Supports available through DSS
- When the student registers with the Disability Support Service they receive a detailed needs assessment report
- It is a collaborative document between the student and the disability advisor, parts of which are circulated to their department.
- This report details the supports that the student needs at higher level
- The Disability Support Service will also put in place, exam accommodations, assistive technology, and should the student require, act as an advocate on their behalf.
You should aim for comfort and accessibility, ensuring all equipment is fit for purpose and comfortable for students to use. Examples include; lowered work stations for wheelchair users, or large handle or weighted lab tools for those with poor grip strength.

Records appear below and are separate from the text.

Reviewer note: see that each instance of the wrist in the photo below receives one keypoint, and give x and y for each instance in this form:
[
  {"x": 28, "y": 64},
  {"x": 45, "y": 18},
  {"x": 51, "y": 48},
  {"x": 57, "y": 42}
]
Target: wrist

Ensure that the physical environment is accessible, that it has a comfortable turning circle for wheelchair users and that where possible extra power supplies can be made available for any equipment the student may need to use.
Wheelchair users should (insofar as is possible) be accommodated to sit with their peers and not be isolated from the class.
Recommendations for Examination Accommodations
- Extra time – 10 minutes per hour.
- Rest periods during the examination.
- Use of a computer or scribe where handwriting poses difficulties.